La incompetencia de quien tiene la responsabilidad contagia el miedo más rápido que el virus

Elvira Lindo

Vaya por delante un consejo: no se desayune usted nunca con el consejero de Sanidad de la Comunidad de Madrid. En España, como medida sanitaria para empezar el día con energía, como rezaba el anuncio de los cereales, lo mejor va a ser escuchar música clásica. Se hinca el diente en la primera tostada con la excelente noticia de que el expresidente de Bankia, el señor Blesa, se gastó, a costa de la entidad, 9.000 euros matando bichos en un safari y se termina con las declaraciones reticentes e irritadas de un consejero de Sanidad. Debería estar prohibido por la OMS exponerse a semejante material tóxico, no ya porque pone mal cuerpo, que también, sino porque tanta información que abunda en el desastre nacional contribuye a un sentimiento colectivo del que en España no andamos escasos: la histeria. La evidente incompetencia de quien tiene la responsabilidad en su mano en un caso tan crítico como éste contagia el miedo mucho más rápido que el virus, y eso es exactamente lo que están consiguiendo quienes deberían estar ahí protegiéndonos. Desayunarse con dicho consejero debería estar contraindicado por el propio consejero del ramo. Diez minutos el tipo asegurando que la culpa del ineficaz protocolo en torno al Ébola la tiene una enfermera.

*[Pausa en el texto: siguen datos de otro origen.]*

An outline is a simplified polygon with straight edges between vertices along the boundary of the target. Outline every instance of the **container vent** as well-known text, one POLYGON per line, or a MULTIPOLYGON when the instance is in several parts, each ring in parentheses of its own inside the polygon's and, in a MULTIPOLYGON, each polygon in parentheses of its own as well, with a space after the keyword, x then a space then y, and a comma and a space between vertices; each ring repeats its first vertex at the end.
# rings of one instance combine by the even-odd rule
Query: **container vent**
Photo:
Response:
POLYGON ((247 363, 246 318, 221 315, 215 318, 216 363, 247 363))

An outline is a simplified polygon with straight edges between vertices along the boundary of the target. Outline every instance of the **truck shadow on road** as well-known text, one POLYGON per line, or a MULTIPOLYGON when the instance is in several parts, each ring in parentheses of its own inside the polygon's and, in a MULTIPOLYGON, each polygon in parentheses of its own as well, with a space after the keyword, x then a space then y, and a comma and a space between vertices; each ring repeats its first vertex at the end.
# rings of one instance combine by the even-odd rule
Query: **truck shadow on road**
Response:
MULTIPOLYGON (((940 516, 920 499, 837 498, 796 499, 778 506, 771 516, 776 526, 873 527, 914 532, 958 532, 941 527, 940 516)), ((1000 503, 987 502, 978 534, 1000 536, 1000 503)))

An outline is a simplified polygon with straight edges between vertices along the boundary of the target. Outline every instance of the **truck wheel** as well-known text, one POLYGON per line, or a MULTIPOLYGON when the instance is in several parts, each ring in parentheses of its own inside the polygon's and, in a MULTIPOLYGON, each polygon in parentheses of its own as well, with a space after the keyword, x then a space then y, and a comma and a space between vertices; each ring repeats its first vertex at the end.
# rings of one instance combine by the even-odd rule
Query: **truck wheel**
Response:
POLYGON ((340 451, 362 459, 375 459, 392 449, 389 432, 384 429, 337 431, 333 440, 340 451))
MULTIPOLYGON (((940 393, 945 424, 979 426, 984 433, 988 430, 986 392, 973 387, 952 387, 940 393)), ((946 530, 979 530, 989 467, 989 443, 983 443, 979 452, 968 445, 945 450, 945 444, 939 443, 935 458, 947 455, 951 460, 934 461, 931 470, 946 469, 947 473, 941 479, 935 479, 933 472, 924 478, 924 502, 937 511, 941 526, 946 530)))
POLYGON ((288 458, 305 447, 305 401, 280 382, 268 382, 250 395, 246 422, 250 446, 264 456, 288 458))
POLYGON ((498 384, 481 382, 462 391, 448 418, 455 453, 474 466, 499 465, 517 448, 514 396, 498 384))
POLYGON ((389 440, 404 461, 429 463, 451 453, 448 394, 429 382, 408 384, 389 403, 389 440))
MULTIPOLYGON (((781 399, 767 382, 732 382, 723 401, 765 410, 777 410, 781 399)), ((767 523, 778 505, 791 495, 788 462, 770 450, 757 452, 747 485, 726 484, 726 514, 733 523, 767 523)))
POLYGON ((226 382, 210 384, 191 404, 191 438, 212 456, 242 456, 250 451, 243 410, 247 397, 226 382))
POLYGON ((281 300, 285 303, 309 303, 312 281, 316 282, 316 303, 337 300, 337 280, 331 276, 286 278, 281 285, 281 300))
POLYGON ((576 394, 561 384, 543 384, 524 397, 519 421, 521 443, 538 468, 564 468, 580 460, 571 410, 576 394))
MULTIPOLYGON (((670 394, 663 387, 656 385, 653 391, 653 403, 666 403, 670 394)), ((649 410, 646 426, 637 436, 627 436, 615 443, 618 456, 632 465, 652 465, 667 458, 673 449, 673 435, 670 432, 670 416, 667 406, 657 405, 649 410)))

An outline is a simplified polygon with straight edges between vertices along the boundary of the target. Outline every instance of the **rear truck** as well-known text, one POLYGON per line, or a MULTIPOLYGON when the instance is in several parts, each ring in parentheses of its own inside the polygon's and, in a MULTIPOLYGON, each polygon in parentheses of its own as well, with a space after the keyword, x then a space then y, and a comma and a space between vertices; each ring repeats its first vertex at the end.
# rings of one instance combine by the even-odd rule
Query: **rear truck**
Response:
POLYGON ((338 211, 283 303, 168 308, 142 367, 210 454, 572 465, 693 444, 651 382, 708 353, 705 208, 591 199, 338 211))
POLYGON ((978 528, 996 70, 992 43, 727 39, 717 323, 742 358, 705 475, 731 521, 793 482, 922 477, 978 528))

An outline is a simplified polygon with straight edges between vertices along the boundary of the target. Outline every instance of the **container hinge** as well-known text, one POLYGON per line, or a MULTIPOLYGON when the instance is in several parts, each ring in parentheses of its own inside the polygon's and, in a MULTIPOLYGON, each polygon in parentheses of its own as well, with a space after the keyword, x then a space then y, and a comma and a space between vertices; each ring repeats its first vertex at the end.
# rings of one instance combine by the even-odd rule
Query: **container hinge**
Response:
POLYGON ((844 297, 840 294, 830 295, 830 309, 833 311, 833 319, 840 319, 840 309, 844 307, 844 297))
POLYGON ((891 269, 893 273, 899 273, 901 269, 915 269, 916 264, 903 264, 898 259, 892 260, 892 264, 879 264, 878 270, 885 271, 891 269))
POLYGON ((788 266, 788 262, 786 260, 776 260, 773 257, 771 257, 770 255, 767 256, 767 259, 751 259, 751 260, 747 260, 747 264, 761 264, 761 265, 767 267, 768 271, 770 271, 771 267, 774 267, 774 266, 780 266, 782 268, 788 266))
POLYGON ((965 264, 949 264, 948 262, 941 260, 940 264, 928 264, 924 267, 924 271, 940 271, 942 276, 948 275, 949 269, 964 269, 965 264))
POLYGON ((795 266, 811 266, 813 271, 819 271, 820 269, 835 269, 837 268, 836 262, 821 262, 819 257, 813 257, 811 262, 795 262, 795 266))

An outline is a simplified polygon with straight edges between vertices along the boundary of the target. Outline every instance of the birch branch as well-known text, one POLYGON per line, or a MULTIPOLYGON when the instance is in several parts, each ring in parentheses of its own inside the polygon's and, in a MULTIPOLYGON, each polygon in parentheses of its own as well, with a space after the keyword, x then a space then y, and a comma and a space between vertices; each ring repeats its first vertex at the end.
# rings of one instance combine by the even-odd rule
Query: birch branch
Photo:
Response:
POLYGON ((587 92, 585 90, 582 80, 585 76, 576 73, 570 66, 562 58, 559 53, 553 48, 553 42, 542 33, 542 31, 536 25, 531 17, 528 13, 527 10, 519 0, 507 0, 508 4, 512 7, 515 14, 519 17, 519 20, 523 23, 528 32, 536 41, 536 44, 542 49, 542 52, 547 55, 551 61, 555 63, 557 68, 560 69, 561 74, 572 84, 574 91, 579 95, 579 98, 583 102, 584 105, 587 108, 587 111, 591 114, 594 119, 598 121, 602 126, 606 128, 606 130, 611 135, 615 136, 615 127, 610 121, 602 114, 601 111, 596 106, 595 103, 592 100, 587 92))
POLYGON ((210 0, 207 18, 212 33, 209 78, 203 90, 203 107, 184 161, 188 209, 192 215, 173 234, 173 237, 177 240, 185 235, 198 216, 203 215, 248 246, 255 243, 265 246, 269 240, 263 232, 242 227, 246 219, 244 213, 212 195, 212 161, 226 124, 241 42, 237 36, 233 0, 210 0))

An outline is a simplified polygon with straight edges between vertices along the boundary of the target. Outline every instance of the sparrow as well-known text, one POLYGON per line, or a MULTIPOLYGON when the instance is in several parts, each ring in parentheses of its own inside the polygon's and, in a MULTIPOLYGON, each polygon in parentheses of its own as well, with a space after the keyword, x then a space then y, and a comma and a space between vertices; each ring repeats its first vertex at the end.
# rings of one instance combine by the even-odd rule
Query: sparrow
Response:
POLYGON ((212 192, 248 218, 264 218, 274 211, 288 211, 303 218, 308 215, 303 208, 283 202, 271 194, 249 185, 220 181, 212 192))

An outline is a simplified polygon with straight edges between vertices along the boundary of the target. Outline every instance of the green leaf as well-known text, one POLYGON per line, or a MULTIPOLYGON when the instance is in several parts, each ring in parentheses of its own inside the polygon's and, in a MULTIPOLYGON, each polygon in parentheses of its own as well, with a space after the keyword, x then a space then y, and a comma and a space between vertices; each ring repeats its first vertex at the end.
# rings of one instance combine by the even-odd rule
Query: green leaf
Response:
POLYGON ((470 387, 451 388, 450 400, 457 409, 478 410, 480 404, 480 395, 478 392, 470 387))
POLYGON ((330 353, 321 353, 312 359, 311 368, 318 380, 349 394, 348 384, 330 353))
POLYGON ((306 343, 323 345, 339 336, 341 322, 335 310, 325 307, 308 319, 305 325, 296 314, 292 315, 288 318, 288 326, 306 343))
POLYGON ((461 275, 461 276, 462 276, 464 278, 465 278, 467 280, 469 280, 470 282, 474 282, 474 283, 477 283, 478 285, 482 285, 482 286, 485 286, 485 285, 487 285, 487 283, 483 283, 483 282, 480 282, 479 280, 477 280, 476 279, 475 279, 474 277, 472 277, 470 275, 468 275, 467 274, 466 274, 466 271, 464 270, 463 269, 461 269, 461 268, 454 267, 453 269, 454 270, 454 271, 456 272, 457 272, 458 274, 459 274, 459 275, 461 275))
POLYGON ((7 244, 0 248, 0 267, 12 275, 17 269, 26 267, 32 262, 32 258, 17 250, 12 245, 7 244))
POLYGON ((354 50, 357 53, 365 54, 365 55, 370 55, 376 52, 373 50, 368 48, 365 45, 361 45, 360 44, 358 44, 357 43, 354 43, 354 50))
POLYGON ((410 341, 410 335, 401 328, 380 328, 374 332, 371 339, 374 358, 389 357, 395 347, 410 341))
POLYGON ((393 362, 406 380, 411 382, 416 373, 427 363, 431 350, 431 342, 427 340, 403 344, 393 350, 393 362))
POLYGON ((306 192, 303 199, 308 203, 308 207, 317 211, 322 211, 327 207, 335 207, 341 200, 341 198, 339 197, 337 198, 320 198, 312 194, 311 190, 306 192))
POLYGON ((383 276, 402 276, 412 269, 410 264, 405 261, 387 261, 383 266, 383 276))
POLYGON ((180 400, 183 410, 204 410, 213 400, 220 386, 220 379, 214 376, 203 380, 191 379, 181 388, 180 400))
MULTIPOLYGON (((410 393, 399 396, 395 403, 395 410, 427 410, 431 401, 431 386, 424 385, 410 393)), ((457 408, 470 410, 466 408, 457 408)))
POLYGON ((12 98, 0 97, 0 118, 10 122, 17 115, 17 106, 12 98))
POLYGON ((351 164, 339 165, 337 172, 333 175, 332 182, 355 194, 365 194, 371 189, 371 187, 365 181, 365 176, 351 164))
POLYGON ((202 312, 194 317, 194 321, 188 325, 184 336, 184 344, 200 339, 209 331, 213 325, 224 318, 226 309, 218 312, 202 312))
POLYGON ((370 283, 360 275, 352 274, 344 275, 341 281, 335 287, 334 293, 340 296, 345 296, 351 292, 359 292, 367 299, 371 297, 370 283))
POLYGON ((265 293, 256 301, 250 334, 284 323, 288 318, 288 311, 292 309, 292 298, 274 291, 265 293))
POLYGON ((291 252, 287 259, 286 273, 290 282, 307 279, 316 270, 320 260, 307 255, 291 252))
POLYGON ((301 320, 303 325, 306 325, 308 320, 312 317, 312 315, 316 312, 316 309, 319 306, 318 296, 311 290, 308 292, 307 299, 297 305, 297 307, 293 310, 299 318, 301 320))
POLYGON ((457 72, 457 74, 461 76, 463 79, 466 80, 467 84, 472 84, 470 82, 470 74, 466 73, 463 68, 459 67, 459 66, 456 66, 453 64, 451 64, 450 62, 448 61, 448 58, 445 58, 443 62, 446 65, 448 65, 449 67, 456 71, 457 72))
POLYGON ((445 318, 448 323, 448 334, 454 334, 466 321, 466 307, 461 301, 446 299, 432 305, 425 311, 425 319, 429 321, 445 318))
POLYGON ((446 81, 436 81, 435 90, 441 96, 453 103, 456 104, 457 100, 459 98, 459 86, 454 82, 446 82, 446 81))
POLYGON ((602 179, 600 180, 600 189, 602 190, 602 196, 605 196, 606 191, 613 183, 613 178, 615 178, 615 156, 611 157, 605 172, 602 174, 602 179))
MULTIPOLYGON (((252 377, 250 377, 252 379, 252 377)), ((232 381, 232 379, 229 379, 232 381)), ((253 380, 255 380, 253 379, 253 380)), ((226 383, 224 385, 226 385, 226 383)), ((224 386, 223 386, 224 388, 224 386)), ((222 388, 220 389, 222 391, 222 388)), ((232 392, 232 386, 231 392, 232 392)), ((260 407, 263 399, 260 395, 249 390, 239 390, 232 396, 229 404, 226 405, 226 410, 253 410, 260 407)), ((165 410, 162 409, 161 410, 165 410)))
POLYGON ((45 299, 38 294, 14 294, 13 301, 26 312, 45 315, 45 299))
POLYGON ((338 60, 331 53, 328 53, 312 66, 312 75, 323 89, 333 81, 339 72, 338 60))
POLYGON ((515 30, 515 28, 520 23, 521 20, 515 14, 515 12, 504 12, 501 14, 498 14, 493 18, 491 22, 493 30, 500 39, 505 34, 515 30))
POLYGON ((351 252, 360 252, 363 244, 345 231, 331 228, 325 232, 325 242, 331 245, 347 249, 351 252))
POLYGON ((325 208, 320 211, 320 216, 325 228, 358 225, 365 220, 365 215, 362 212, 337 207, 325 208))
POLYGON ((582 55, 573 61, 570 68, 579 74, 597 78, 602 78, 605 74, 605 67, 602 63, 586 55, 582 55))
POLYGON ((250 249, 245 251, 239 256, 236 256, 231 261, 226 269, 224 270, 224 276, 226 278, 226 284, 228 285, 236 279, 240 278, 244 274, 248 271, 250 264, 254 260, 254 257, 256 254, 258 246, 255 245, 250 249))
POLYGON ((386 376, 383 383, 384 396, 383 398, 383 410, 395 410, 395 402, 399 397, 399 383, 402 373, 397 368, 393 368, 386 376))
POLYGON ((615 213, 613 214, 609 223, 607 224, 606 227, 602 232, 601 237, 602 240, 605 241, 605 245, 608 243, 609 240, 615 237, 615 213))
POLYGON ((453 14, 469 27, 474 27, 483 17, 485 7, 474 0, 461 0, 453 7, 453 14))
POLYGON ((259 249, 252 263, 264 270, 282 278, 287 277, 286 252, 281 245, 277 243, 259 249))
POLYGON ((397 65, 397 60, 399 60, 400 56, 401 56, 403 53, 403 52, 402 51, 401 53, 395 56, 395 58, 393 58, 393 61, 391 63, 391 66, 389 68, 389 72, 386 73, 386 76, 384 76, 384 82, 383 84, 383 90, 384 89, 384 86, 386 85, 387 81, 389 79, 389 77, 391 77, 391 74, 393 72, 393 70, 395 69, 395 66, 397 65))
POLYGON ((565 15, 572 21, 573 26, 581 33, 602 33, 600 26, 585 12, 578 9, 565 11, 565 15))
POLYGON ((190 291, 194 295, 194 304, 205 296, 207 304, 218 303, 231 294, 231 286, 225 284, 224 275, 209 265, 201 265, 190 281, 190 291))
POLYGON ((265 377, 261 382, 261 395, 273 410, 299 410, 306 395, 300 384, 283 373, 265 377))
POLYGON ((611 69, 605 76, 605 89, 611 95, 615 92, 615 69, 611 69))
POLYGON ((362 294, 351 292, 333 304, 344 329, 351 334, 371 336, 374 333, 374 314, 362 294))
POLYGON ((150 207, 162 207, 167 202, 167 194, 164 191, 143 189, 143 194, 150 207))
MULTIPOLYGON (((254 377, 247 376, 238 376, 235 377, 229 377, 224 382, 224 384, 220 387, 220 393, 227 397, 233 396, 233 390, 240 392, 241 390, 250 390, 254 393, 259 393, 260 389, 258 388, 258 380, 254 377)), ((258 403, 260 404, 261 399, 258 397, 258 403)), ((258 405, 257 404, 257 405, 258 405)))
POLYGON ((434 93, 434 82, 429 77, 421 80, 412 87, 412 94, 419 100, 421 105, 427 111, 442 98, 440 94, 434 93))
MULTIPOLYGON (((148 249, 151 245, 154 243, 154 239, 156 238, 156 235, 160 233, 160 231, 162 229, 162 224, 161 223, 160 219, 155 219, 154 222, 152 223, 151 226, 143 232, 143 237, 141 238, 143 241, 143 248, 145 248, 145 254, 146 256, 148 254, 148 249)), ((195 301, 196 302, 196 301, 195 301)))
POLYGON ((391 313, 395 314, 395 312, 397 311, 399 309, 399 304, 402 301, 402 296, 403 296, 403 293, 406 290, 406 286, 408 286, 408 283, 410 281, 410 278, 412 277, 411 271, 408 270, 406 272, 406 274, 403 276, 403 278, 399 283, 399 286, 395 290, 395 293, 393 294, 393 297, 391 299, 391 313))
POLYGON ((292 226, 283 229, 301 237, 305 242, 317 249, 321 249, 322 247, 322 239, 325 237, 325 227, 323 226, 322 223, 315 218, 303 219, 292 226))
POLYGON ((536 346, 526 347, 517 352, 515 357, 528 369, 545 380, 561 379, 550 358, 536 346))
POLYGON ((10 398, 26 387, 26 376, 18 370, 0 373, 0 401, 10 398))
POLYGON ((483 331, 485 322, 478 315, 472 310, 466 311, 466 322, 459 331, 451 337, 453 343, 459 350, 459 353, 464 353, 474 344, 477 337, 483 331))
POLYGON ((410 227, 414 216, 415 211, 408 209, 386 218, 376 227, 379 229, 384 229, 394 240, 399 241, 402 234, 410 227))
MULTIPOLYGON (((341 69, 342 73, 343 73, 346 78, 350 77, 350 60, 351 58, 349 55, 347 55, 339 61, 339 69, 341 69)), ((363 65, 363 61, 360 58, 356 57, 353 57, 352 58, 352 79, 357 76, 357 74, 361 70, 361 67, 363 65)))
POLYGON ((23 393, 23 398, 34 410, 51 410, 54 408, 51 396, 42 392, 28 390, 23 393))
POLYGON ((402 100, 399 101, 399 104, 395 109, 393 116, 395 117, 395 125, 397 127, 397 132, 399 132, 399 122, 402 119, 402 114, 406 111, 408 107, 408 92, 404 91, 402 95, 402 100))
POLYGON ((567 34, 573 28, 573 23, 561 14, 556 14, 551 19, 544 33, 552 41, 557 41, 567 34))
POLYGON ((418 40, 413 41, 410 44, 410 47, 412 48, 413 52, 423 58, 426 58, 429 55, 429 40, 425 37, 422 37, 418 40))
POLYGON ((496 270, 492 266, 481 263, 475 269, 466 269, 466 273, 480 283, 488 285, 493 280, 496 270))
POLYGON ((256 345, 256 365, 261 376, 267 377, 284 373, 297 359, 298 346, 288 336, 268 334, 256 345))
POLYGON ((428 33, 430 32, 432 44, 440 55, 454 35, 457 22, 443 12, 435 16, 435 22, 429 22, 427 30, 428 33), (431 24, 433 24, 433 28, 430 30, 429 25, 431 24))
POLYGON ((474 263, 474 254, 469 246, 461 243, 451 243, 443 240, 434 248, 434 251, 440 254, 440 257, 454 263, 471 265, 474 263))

Aun así, no, no creo que este país sea un desastre. Me molestan los funebrones que se pasan la vida recordándonos que ellos ya lo sabían. O los que experimentan una incontenible alegría en que todo vaya de puta pena y estemos abocados a no sé qué abismo. No. Ha habido ocasiones en momentos realmente críticos en las que hemos celebrado que las cosas se han hecho muy bien.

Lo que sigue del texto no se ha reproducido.